My mind drifted inexorably to thoughts of my older brother, his offbeat sense of humor, uncommon intelligence, and charm. A gangly kid, Elijah grew into a restless adolescent, rebellious in the often-strange world of Greenwich Village. There was the flirtation with a smoky crowd of beatniks on Bleecker Street and the time he ran off with a group of out-of-town toughs on motorcycles. He lived his adolescence as if it had been a challenge to my father’s authority and cultural legacy.

In the meantime, Dad and I were enjoying a special affinity, as special as it ever got between us, grounded in the iconography of American childhood: sports. I loved the Yankees and the football Giants, perhaps to win his approval or just to be close to him by sharing his zeal. My father didn’t seem to mind that I was a girl in love with boys’ games; he just liked having an enthusiastic protégée.

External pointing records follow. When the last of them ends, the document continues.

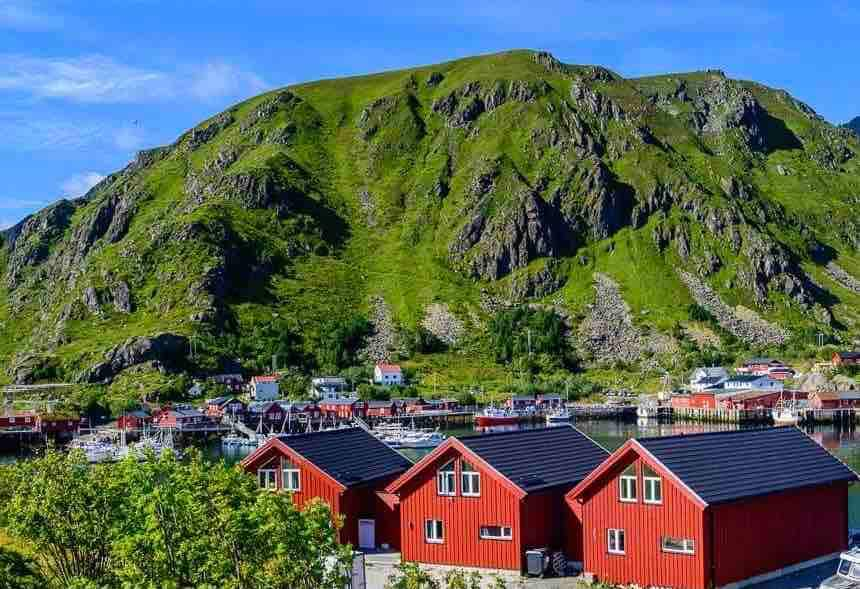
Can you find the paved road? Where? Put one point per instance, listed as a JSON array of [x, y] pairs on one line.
[[378, 567]]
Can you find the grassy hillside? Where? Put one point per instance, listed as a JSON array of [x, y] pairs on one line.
[[312, 220]]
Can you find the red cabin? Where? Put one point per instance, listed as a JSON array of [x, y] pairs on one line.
[[381, 408], [482, 501], [134, 420], [346, 468], [18, 420], [846, 359], [708, 510], [220, 406], [343, 408]]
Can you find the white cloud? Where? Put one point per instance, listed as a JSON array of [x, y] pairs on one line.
[[101, 79], [79, 184], [219, 79], [21, 203]]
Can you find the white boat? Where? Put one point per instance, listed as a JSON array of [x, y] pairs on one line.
[[847, 572], [786, 412], [561, 415]]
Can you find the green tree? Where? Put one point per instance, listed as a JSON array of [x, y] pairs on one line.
[[68, 511], [18, 571]]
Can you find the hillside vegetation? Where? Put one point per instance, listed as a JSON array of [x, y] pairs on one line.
[[662, 220]]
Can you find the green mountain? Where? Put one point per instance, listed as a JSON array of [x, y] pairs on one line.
[[413, 214]]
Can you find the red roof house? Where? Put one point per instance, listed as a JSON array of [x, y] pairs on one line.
[[709, 510], [343, 467], [482, 501]]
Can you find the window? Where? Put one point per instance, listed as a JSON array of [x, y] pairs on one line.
[[496, 533], [267, 479], [615, 541], [434, 531], [470, 481], [446, 480], [291, 476], [653, 486], [679, 545], [627, 484]]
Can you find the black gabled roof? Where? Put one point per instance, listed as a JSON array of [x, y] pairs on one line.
[[351, 456], [535, 459], [730, 465]]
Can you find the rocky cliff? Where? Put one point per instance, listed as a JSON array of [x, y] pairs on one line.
[[408, 199]]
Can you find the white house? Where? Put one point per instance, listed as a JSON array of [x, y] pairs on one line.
[[263, 388], [387, 375], [708, 377], [753, 382], [326, 388]]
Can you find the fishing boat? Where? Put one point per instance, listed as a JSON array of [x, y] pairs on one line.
[[786, 412], [491, 416], [560, 415]]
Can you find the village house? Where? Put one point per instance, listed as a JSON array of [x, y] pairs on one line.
[[381, 408], [750, 382], [482, 501], [18, 420], [708, 377], [268, 416], [180, 418], [263, 388], [708, 510], [343, 409], [343, 467], [846, 359], [226, 405], [819, 400], [136, 419], [387, 374], [328, 387], [59, 423]]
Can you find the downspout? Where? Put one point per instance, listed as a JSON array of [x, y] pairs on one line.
[[712, 565]]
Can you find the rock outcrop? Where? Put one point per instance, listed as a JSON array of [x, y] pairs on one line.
[[743, 324], [166, 351]]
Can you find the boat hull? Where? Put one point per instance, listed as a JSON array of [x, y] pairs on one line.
[[489, 421]]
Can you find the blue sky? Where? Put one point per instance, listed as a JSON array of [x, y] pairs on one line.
[[85, 84]]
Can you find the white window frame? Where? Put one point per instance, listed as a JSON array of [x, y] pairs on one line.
[[271, 476], [287, 474], [616, 534], [688, 545], [649, 483], [434, 531], [446, 480], [506, 533], [474, 478], [627, 482]]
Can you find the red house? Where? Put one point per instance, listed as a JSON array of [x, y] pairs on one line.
[[134, 420], [482, 501], [381, 408], [18, 420], [343, 408], [846, 359], [345, 468], [707, 510], [220, 406]]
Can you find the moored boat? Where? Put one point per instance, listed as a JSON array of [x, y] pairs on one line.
[[491, 416]]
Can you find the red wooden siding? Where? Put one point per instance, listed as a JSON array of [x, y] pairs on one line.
[[644, 525], [763, 534], [462, 517]]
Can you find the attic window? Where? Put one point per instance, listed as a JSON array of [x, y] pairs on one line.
[[627, 484], [470, 482], [291, 475], [653, 486], [446, 481]]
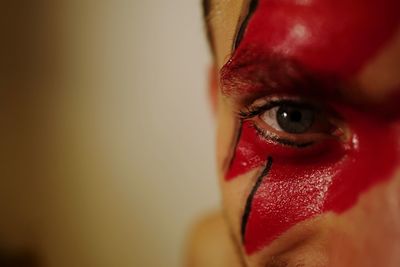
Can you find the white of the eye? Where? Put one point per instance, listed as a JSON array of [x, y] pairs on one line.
[[270, 117]]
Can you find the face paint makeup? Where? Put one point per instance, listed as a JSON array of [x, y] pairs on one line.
[[333, 38], [328, 36]]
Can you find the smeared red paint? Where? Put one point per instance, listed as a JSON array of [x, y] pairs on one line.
[[333, 37]]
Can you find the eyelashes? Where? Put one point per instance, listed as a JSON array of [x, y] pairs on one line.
[[288, 122]]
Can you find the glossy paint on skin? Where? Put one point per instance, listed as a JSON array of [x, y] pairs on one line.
[[332, 38]]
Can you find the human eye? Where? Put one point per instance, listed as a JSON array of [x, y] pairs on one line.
[[294, 121]]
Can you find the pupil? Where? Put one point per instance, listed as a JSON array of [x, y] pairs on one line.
[[293, 119], [295, 116]]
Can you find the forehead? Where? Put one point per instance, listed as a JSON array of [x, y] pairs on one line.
[[292, 25], [325, 35]]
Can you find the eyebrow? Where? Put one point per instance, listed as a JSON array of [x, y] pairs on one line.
[[251, 75]]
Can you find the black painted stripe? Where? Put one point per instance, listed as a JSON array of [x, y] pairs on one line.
[[249, 202]]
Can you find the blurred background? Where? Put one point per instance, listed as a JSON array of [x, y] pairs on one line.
[[106, 138]]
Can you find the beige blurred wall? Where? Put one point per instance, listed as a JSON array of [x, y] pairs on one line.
[[113, 138]]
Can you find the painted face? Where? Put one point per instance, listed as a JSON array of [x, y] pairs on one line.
[[311, 89]]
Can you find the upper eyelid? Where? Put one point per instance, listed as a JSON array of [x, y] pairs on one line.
[[255, 111]]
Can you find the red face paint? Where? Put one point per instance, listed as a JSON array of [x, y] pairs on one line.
[[334, 38]]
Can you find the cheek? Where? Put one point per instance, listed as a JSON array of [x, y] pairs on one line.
[[328, 36], [298, 184]]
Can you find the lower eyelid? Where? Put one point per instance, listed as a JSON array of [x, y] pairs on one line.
[[280, 140]]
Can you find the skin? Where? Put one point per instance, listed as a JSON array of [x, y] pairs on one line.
[[334, 202]]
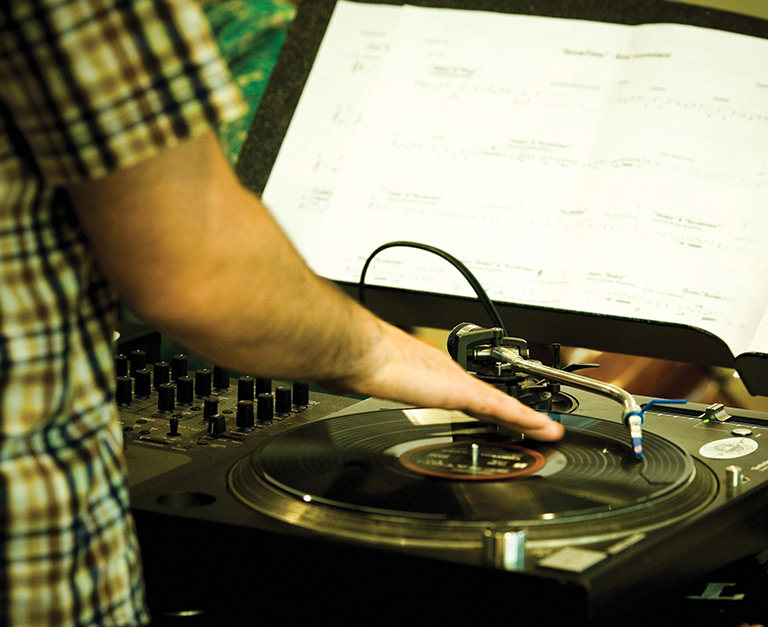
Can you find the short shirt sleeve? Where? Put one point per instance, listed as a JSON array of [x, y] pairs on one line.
[[99, 86]]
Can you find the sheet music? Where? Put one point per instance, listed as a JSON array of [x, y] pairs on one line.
[[587, 166]]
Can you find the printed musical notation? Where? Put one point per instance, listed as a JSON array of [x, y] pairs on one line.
[[580, 165]]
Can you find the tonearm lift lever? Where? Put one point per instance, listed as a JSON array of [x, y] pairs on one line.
[[477, 348]]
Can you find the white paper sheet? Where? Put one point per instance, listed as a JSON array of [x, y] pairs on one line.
[[596, 167]]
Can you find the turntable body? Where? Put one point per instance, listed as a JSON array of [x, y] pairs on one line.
[[364, 510]]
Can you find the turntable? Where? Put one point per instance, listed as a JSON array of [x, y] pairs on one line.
[[363, 510]]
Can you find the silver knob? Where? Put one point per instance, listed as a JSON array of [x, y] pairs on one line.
[[505, 547], [734, 476]]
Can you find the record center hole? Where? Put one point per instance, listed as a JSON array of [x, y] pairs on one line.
[[186, 499]]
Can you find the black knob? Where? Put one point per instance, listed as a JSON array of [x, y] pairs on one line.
[[220, 378], [282, 401], [162, 374], [300, 395], [217, 424], [203, 382], [174, 425], [245, 415], [165, 397], [265, 407], [138, 360], [121, 365], [210, 407], [184, 390], [123, 392], [245, 388], [178, 366], [142, 383]]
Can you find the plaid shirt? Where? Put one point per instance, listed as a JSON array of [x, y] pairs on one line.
[[88, 87]]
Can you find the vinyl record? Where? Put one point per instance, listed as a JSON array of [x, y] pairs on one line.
[[428, 473]]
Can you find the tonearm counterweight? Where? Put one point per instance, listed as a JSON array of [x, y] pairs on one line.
[[487, 353]]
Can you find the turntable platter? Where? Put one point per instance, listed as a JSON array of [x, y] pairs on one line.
[[425, 476]]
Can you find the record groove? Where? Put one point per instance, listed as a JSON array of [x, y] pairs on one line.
[[413, 476]]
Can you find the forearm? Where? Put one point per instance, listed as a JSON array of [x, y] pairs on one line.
[[198, 256]]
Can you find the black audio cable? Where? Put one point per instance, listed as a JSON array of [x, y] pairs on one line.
[[490, 308]]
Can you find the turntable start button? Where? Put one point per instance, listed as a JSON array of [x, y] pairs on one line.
[[573, 559]]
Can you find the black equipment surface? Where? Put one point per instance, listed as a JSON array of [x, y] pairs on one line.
[[364, 512]]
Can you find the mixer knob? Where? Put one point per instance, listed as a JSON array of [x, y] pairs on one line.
[[282, 401], [165, 397], [265, 408], [245, 388], [174, 425], [210, 407], [179, 366], [203, 382], [162, 374], [220, 378], [217, 425], [184, 390], [138, 359], [142, 383], [301, 395], [121, 365], [245, 415], [123, 391]]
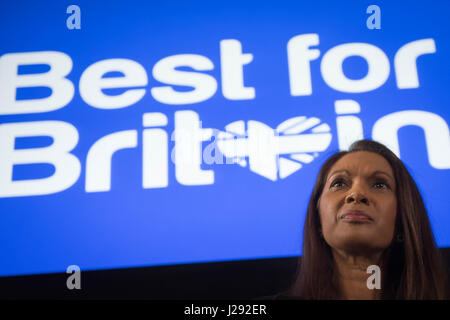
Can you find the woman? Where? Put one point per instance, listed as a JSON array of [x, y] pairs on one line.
[[366, 210]]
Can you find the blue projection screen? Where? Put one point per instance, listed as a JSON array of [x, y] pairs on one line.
[[144, 133]]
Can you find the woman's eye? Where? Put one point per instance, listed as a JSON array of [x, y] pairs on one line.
[[338, 183], [382, 184]]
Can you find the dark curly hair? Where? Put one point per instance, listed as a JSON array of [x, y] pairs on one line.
[[415, 268]]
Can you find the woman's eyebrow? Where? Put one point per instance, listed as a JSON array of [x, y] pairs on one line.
[[348, 173], [334, 172]]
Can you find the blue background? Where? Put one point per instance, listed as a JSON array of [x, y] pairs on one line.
[[242, 215]]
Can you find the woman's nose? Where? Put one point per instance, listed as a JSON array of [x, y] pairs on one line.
[[356, 197]]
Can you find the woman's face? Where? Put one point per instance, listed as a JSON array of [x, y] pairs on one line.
[[362, 182]]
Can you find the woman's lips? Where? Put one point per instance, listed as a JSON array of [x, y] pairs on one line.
[[356, 216]]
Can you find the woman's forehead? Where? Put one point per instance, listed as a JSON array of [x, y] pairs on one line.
[[362, 162]]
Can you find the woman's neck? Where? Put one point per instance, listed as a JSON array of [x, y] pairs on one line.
[[351, 275]]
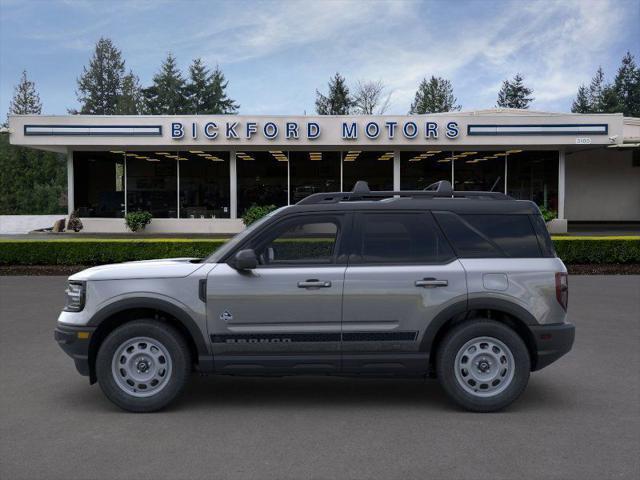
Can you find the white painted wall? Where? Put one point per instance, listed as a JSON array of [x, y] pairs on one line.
[[12, 224], [602, 185]]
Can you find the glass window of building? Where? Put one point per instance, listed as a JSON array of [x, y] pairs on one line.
[[313, 172], [422, 168], [99, 184], [479, 171], [533, 175], [204, 184], [262, 179], [152, 183], [376, 168]]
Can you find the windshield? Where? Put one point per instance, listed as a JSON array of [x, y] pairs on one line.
[[238, 239]]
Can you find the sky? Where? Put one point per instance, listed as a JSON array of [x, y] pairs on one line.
[[275, 54]]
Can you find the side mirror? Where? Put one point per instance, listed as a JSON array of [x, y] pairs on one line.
[[245, 260]]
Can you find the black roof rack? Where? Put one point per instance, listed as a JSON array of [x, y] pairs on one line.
[[361, 192]]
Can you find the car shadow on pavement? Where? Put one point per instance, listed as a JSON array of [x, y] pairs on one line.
[[308, 392]]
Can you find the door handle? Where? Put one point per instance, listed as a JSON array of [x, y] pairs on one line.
[[313, 283], [431, 283]]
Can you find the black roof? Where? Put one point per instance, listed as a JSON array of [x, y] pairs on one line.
[[438, 196]]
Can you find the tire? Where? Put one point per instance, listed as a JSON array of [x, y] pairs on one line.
[[143, 365], [483, 365]]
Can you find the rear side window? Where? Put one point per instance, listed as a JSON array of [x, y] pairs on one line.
[[399, 238], [490, 236]]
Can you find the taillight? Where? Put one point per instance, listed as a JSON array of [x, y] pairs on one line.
[[562, 289]]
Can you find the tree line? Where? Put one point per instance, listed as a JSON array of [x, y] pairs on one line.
[[34, 182]]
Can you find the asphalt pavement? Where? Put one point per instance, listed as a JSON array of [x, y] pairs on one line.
[[578, 419]]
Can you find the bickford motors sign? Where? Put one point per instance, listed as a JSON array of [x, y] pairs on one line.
[[294, 130]]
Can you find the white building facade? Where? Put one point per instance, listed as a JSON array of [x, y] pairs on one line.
[[198, 174]]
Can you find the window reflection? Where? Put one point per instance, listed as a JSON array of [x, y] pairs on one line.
[[204, 184], [99, 184], [313, 172], [376, 168], [262, 179]]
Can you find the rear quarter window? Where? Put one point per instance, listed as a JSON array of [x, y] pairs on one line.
[[490, 235]]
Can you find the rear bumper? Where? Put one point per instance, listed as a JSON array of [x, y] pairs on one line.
[[75, 343], [552, 342]]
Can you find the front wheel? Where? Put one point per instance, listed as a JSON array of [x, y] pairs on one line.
[[483, 365], [143, 365]]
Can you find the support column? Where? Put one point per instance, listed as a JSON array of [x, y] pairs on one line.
[[561, 182], [233, 185], [396, 170], [70, 183]]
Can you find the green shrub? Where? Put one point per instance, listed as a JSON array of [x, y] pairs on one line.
[[256, 212], [137, 220], [75, 251], [598, 250], [74, 223]]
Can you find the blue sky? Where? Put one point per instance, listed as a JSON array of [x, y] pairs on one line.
[[276, 53]]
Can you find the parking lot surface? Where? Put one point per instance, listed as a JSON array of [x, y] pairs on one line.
[[578, 419]]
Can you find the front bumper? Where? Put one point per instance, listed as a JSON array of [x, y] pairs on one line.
[[75, 343], [552, 342]]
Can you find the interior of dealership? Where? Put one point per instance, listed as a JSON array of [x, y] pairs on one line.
[[196, 183]]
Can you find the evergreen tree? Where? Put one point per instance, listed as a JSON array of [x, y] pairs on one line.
[[433, 96], [25, 99], [130, 101], [206, 91], [337, 101], [514, 94], [100, 85], [167, 95], [581, 104], [219, 102], [627, 86]]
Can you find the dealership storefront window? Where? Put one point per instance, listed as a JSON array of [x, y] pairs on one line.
[[313, 172], [262, 179], [196, 184], [375, 167], [99, 184]]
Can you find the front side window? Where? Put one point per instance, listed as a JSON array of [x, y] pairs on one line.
[[303, 241], [400, 238]]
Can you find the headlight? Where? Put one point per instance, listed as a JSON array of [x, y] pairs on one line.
[[75, 297]]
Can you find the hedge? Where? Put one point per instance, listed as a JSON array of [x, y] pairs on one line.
[[572, 250]]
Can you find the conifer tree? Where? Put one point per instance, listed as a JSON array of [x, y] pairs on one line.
[[167, 94], [434, 95], [100, 85], [338, 100], [25, 99], [514, 94]]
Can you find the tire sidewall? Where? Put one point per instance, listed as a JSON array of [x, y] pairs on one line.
[[176, 349], [456, 339]]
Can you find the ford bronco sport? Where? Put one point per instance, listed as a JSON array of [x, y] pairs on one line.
[[463, 286]]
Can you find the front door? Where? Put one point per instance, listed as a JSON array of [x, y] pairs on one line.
[[284, 315], [401, 274]]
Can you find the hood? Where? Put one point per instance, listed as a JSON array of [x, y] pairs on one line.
[[165, 268]]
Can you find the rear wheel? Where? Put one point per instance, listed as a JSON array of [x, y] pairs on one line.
[[483, 365], [143, 365]]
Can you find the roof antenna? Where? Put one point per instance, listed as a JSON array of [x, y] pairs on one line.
[[361, 187], [443, 187]]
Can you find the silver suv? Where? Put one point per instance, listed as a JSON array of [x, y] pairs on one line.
[[462, 286]]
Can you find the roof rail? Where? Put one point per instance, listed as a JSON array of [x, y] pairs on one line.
[[361, 192]]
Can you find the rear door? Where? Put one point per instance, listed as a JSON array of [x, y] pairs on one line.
[[284, 315], [401, 274]]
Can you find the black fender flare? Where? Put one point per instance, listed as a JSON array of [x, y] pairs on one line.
[[175, 311], [465, 306]]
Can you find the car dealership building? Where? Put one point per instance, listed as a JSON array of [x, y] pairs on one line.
[[200, 173]]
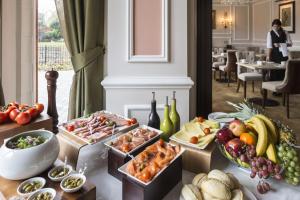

My idols were called DiMaggio, Berra, Vic Raschi, Hank Bauer. For a time in the late forties, my favorite Yankee was Snuffy Stirnweiss. I liked the name. My father indulged me for a while, but when Snuffy was traded to the Browns and later to the Indians, he disparaged him as a middling player, whose only good years had come during the war when the best players were overseas. By the time Mickey Mantle came to epitomize Yankee pride and glory, I was too old and rational. Baseball is a childhood obsession; adolescence brings other fixations, and the spell of the game dissipates.

Ours was not a religious family, so Yankee Stadium was my temple. I preferred the upper deck in the infield while my father, more reflective and attuned to the history of the
House That Ruth Built
, liked the bleachers in dead center, where he could contemplate the monuments at any time. So while I enjoyed rare moments in my father’s company, Elijah had always remained his favorite, and that despite his lack of direction and my father’s constant disappointment. Whether it was my sex or my sins that he couldn’t accept, I can’t say. There was nothing I could do to warm his frozen affection for any length of time.

A nurse nudged my shoulder, rousing me from my thoughts, and told me it was time to go. Before leaving, I looked again at the harness of tubing affixed to his face, and I realized he hadn’t moved since I’d arrived.